Imagining a Better Future by Re-imagining the Past

Saturday, November 9, 2013

Henry A Wallace: Practical Mystic

"Wallace is among the most genuinely learned men in American public life since Benjamin Franklin and Thomas Jefferson." Paul Sifton, Library of Congress historian 

 

Henry A. Wallace, FDR’s first Vice-President and later presidential candidate for the Progressive Party, though a devout Christian (he was raised Presbyterian and in 1939 joined the Episcopal Church) also had complex views on religion. Around 1919, Wallace left the Presbyterian Church and began exploring various esoteric systems. He once said, "I know I am often called a mystic, and in the years following my leaving the United Presbyterian Church I was probably a practical mystic ... I'd say I was a mystic in the sense that George Washington Carver was – who believed God was in everything and therefore, if you went to God, you could find the answers." While not a Theosophist, he was influenced by theosophical ideas. In 1925, he helped organize a Des Moines parish of the Liberal Catholic Church, an inclusive Christian denomination with ties to theosophy. He was also friends with the Theosophist poet and artist George William Russell.

It was Wallace, a Freemason, who encouraged FDR to have both sides of the Great Seal placed on the One-Dollar bill.

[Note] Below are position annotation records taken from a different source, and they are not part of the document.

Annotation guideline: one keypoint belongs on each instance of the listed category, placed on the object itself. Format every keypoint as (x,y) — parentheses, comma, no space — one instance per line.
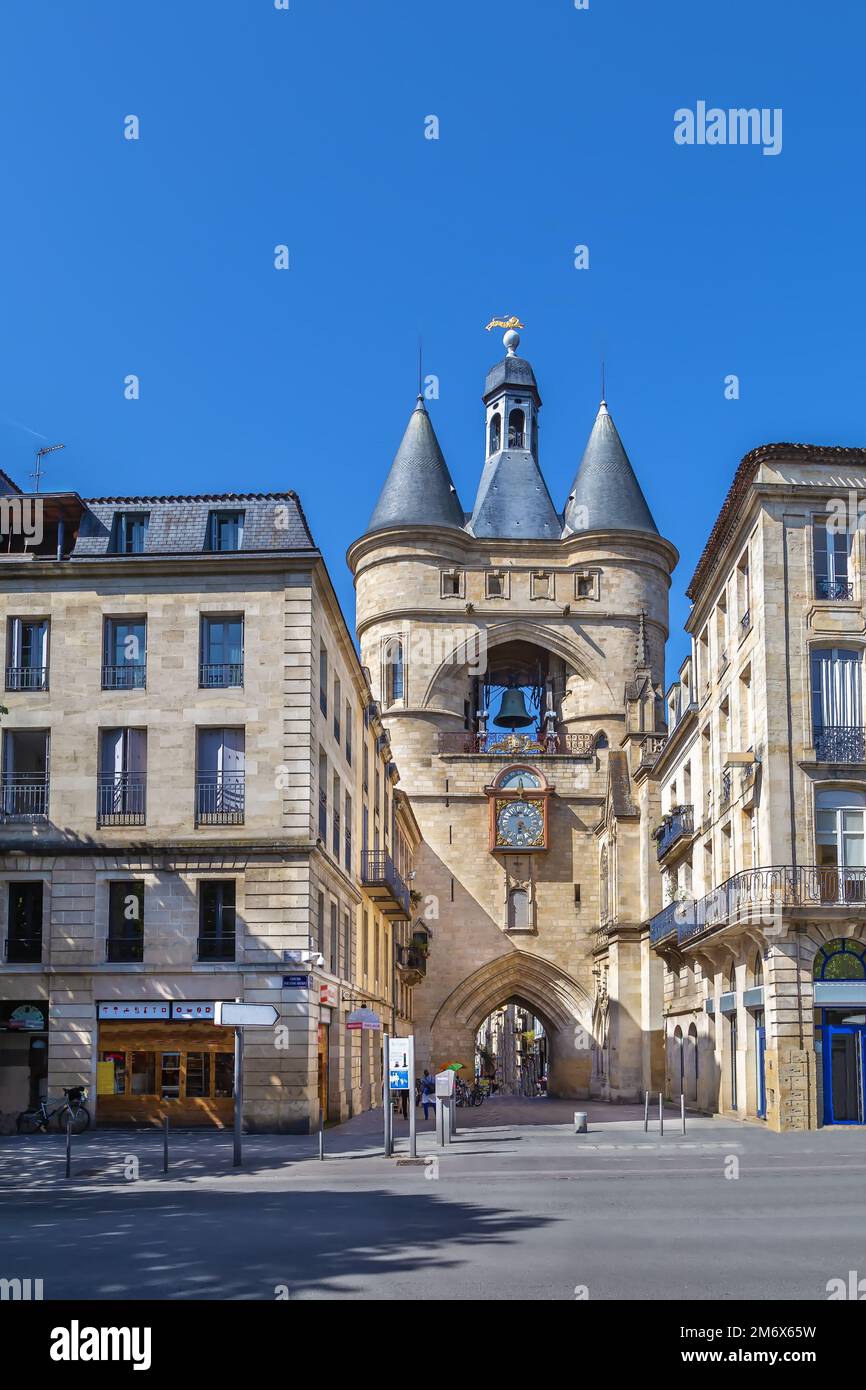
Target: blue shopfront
(840,1018)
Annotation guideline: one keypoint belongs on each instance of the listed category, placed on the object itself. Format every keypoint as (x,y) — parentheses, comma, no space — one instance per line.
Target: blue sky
(306,127)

Through the encouragement of Wallace, the FDR administration sent an exhibition to Mongolia to search for the mythical city of Shambhala. However, it’s believed that President Franklin Roosevelt thought the exhibition was for botanical reasons. ’s administration was pregnant with Occultists and members of Secret Societies. Unfortunately, during the election of 1948, the press used his involvement in the Shambhala exhibition and his reputation as being interested in esoteric studies to smear his name and to derail his campaign.